If you are new to database queries but familiar with dplyr and tidyverse, we recommend using duckplyr. You can find more information about duckplyr here but the main takeaway is that you can query your database using dplyr phrases and pipes, while also saving memory on loading data.

library(celltracktech)

con <- DBI::dbConnect(duckdb::duckdb(), 
                      dbdir = "./data/Meadows V2/meadows.duckdb", 
                      read_only = FALSE)

# load raw data table and find unique tags
unique_tags = tbl(con, 'raw') |> 
  group_by(tag_id) |>
  summarize(num_detect = n()) |>
  select(tag_id, num_detect) |>
  arrange(desc(num_detect)) |>
  collect()

DBI::dbDisconnect(con)

4.2 SQL Queries

If you are more comfortable with the SQL syntax, you can use SQL queries to get data from different tables.

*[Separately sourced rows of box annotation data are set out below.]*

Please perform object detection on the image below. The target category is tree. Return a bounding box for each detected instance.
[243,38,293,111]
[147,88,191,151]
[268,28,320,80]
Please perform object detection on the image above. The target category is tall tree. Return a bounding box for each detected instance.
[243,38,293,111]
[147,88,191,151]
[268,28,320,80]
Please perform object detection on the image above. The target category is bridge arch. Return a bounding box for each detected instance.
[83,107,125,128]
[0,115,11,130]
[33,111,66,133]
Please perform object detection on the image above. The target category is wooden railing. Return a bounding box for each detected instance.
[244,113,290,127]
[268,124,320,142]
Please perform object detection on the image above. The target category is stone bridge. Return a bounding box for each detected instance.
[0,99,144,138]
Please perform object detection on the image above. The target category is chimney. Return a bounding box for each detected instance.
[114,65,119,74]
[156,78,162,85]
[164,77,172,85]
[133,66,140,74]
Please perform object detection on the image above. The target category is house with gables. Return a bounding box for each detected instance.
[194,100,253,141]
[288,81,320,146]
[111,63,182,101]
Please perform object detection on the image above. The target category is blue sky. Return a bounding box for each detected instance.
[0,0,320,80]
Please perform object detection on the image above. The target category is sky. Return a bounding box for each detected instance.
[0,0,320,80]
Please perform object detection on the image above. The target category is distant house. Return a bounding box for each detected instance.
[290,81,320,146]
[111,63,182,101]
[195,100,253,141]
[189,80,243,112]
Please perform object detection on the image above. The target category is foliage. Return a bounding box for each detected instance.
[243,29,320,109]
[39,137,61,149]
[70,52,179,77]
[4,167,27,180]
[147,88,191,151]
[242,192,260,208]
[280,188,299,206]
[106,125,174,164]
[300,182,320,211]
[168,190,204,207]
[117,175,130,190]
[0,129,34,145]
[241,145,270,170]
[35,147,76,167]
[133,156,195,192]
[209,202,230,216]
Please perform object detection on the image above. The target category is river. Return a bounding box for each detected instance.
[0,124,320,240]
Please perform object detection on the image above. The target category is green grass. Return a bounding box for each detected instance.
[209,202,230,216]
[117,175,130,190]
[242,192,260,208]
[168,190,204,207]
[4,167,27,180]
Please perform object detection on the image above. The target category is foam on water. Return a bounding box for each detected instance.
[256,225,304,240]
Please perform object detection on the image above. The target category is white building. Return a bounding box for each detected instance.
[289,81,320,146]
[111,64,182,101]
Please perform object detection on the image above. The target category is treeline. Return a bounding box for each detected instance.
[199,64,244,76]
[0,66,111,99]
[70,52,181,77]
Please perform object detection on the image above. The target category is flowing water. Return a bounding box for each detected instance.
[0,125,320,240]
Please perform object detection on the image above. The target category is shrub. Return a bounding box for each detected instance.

This chapter is a quick summary on how to use SQL in R. If you would like more info on how to run different queries, use this tutorial: https://solutions.posit.co/connections/db/getting-started/database-queries/

4.3 List Tables

List the tables in your database. If everything was run correctly, each data file type (raw, blu, node-health, etc.) should be in its own data table.

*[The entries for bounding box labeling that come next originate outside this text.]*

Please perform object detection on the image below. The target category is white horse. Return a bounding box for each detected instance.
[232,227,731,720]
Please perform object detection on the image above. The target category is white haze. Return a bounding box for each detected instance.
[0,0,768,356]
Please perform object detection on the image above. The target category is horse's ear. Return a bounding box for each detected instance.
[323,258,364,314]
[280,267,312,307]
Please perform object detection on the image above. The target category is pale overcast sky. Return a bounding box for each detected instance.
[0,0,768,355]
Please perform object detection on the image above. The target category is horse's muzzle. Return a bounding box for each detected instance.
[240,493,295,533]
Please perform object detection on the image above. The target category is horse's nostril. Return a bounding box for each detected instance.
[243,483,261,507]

Remember to reconnect to the database!

library(celltracktech)

con <- DBI::dbConnect(duckdb::duckdb(), 
                      dbdir = "./data/Meadows V2/meadows.duckdb", 
                      read_only = FALSE)

# list tables in database
DBI::dbListTables(con)

# disconnect from database
DBI::dbDisconnect(con)

4.4 Find unique tags in raw table

# connect to database
con <- DBI::dbConnect(duckdb::duckdb(), 
                      dbdir = "./data/Meadows V2/meadows.duckdb", 
                      read_only = FALSE)

# list last 10 records in raw
raw = DBI::dbGetQuery(con, "SELECT * FROM raw
                           ORDER BY time DESC
                           LIMIT 10")
raw

# find unique tags in the raw table
unique_tag = dbGetQuery(con,
                        'SELECT tag_id, COUNT(*) AS num_detect
                        FROM raw
                        GROUP BY tag_id
                        ORDER BY num_detect DESC')
DBI::dbDisconnect(con)

Note: you do not need to load each table into RStudio. You should only load the tables you need to for your analysis.